OSWEGO COUNTY – Nearly three-quarters of the women who participated in the “Smoke Free for My Baby and Me” program were able to quit smoking, the Oswego County County Health Department reported today (March 25).
The project, which was implemented last May, is a partnership among several community agencies. Initial findings reveal a 73 percent success rate among participants to quit smoking.
“The success of this program shows the power of collaboration in our community,” said Oswego County Public Health Director Jiancheng Huang. “People came together from various private, non-profit and government agencies to develop a plan that reduces tobacco use in Oswego County. They created it from scratch, applied for grant money to support it, and the results are even better than were originally expected.”

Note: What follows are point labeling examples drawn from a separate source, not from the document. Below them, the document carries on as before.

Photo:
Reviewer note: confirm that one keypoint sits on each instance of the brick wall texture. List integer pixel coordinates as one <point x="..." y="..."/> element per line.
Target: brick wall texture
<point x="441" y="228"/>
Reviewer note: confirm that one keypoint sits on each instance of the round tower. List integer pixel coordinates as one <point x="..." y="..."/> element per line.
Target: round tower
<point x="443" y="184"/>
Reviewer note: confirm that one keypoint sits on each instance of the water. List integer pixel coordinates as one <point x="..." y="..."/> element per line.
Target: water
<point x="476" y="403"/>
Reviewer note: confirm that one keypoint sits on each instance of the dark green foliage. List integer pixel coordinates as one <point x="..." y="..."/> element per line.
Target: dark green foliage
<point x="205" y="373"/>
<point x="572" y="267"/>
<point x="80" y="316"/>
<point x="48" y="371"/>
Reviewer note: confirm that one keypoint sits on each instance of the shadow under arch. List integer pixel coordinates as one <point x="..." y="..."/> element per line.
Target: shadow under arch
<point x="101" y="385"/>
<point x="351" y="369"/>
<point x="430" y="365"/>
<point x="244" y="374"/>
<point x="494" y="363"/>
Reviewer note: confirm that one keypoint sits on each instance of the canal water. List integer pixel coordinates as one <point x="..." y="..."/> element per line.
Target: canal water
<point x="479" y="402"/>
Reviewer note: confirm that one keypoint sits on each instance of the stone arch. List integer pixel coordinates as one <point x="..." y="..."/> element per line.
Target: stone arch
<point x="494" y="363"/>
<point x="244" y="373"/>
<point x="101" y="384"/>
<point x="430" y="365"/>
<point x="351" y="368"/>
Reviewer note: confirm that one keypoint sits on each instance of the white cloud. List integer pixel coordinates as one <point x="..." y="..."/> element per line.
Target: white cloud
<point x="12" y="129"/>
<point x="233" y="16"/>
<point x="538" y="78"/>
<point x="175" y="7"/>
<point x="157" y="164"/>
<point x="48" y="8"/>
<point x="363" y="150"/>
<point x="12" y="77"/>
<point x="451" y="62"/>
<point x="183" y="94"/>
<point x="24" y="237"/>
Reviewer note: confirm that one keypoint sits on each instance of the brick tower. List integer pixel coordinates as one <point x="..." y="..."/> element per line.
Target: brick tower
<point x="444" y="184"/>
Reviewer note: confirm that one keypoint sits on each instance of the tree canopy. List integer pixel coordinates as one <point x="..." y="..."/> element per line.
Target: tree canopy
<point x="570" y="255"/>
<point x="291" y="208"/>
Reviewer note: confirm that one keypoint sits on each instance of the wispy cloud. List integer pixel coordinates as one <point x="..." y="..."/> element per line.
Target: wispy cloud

He added, “This is a good example of a ‘can-do’ community. If we all work together, we can make Oswego County a healthier place to live, work, study and play.”
Community partners across the county are working together to reduce adult smoking and obesity and to find ways to improve the health and well-being of Oswego County residents.
Partners in the Smoke Free for My Baby and Me program include the Oswego Health Department, Oswego OB/GYN, Reach CNY, Oswego Health, Oswego County Opportunities OPTIONS (Teen Parenting Program), Rural Health Network, Women, Infants and Children (WIC) Services, Integrated Community Planning’s Tobacco Free Network.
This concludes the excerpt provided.